At last, the train began to slow and King Cole crept cautiously from the corner of the basket and poked his nose through a hole in the wicker lid. As the train gently drew to a halt he could hear above the noise of escaping steam and excited voices, the familiar croaky sound of Gudgin shouting ‘Tenton Station!’ while carried on the soft breeze creeping below the freight van doors, making his nostrils twitch, was the faint, sweet scent of geraniums.
At this moment King Cole was feeling very unsure, would Gudgin leave him in the basket he wondered, sending him on down the line, no longer trusted to catch mice. He remembered the Mayoress saying, ‘a cat that shivers like a jelly and won’t catch mice is no use to anyone’. He could imagine how the mice who lived behind the ventilator in the Tenton waiting room would laugh as they dragged him from the basket. He’d never be able to sleep on the rag rug in front of the roaring coal fire in Gudgin’s office or enjoy the scraps from his sandwiches again.
He thought he could hear the pigeons on the lamp bracket sniggering as they heard how King Cole had been hauled by his scruff from the engine and dumped into one of their baskets. Just then a loud clank as the bolt on the freight van doors was shot, froze the wild thoughts that were racing round and round in his brain.
King Cole stared nervously as the doors swung open and the bright afternoon sun flooded through the mesh. He could see a crowd of people standing on the platform and as the lid was opened he thought he could hear the pigeons cooing “Good old King Cole,” while grouped around the basket, children squabbled about who should lift him out, until a girl in a red blazer swept him up and hugged him like a baby. King Cole wondered if it was all another dream as the children and the old ladies fussed him and tickled his ears, telling him what a silly cat he was, running away like that. Then he noticed Gudgin coming from his office carrying a saucer in one hand and a dish of red salmon in the other.
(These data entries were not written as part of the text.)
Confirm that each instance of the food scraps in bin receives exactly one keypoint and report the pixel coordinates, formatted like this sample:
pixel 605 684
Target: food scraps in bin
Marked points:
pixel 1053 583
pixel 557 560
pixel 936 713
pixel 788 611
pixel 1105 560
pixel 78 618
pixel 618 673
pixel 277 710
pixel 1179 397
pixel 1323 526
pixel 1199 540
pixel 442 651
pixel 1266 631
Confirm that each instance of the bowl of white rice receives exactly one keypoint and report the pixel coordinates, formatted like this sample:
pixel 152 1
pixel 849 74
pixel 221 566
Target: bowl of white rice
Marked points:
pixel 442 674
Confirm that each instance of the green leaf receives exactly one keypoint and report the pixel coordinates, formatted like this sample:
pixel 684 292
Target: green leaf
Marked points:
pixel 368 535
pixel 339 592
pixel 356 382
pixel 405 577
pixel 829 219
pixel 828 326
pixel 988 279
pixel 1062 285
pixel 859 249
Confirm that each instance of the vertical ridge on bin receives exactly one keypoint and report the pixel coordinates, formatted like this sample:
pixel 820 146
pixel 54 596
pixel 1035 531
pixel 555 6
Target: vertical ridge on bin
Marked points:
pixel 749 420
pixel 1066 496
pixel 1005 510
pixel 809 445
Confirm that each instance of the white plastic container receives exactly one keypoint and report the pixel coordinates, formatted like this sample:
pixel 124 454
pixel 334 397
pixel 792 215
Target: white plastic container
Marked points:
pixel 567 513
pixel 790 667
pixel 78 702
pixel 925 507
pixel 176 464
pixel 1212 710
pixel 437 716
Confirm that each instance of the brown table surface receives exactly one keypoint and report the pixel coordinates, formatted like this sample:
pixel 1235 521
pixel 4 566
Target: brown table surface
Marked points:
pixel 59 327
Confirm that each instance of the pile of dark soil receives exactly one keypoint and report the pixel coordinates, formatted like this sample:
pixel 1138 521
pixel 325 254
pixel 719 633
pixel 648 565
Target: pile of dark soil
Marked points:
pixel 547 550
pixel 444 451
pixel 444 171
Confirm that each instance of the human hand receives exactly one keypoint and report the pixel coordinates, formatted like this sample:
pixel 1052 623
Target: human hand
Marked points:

“Come along King Cole” he shouted in his usual croaky voice, “Before Tabby eats it all.”
King Cole could hardly believe what he was seeing Peeping from behind Blakelock’s oily boots was the prettiest little ginger tabby he had ever set eyes on, she had a snow white face and two large orange eyes.
“Come and meet your new friend,” said Blakelock, smiling and tickling Tabby behind her ears.
“Now you won’t get lonely,” interrupted the driver.
“Or run away again, I hope,” croaked Gudgin as they stood watching the two cats devour the salmon and share the saucer of milk.
However, Gudgin couldn’t help tutting and shaking his head disapprovingly as King Cole and his new friend, after washing their faces and paws, slowly wandered over to the garden and flopped down on the warm earth below the pink and scarlet geraniums.